Manuel Vera Alvarado (foto) tiene más de 15 años expuesto al humo en su labor: hacer carbón.
Manuel Vera Alvarado (foto) tiene más de 15 años expuesto al humo en su labor: hacer carbón.
Foto: Karly Torres / El Telégrafo
01 de abril de 2017 - 00:00 - Edward Lara Ponce

Luego de pasar el viejo botadero de basura Las Iguanas, por el sector La Ladrillera, en Monte Sinaí, las columnas de humo se distinguen de día o de noche, aunque en estos días del temporal su presencia es menor.

Sin más opción, el pascualeño Fernando Mora asume su responsabilidad de patriarca. Se toma un descanso para contar que tiene en esa zona “algo así como 60 años”, ni él mismo recuerda.

De lo que sí está seguro es que su progenitor abrió —entre matorrales, charcos de agua y lodo— los primeros caminos en la que hoy es una populosa zona del noroeste de Guayaquil.

“Mi papá nos traía a este sitio, en él que era guardia de seguridad. Estos eran terrenos de pastizales; mientras cuidábamos la hacienda aprendíamos nuestro oficio: hacer carbón”, comenta el hombre de menuda estatura.

Además del dominio del oficio desde muy pequeño, este trabajo le ha dejado la piel renegrida por el hollín y el sol implacable durante las jornadas de más de 12 horas, las que en estos días se complican con las torrenciales lluvias de la época invernal.

Aquí, desde las 05:00, de lunes a sábado, no se aceptan observadores que puedan convertirse con el tiempo en potenciales rivales de un negocio que es cada vez más escaso.
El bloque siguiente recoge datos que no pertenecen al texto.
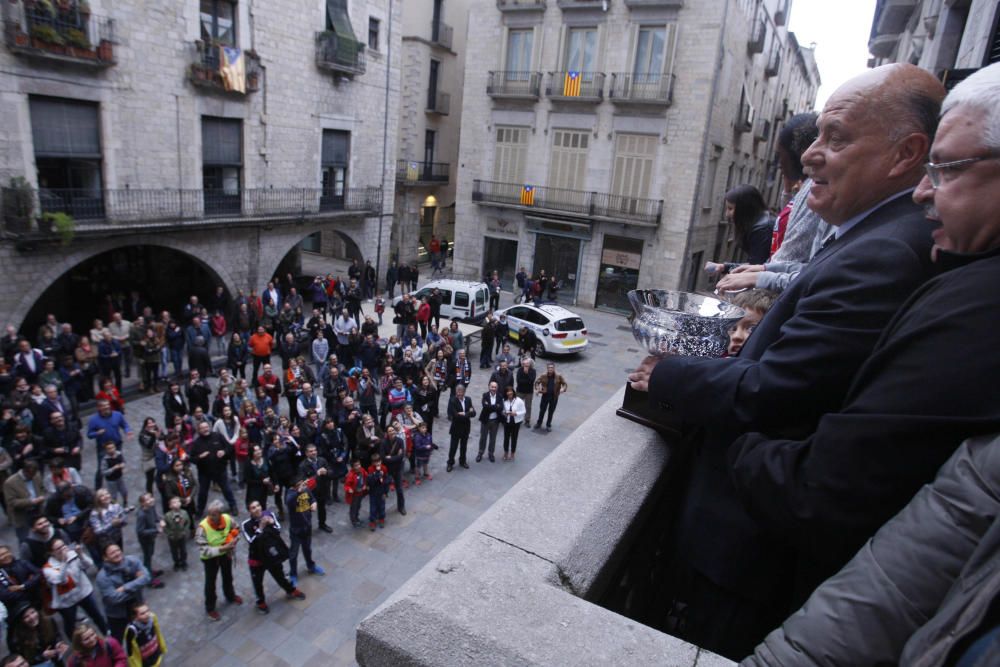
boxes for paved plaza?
[2,281,641,667]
El domingo se descansa —salvo raras excepciones—. Mora refiere que existen tipos de carbón que definen los valores de las ganancias y, por ende, las ventas que se hacen una vez a la semana, por culpa de los aguaceros que apagan la fogosidad de los hornos que convierten en carbón pallets y troncos.
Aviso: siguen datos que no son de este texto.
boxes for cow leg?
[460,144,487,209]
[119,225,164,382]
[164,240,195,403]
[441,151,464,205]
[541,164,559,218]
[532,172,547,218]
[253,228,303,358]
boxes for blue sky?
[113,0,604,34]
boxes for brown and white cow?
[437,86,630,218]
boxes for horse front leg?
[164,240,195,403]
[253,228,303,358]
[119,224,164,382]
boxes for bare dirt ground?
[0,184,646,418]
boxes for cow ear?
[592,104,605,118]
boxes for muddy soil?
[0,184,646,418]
“En el verano trabajamos en procesos de 2 a 3 días, pero ahora nos demoramos el doble, esto significa que tenemos menos material para comerciar, a pesar de que nos buscan los moradores a los que les vendemos porciones desde $ 0,50, refiere Fernando.

A un lado de los fogones, se erige una improvisada y endeble infraestructura de madera y hojas de zinc. Estas permiten a Fernando y sus compañeros de labores quedarse cerca de su negocio y cuidar que el esfuerzo del día no desaparezca en la noche, aunque poco puede hacer ante los designios climáticos.

De entre los trozos de madera salen otros pequeños tesoros: los clavos escondidos y aprovechados por los recolectores de chatarra que los buscan en la espesa ceniza para venderlos y obtener algo de dinero.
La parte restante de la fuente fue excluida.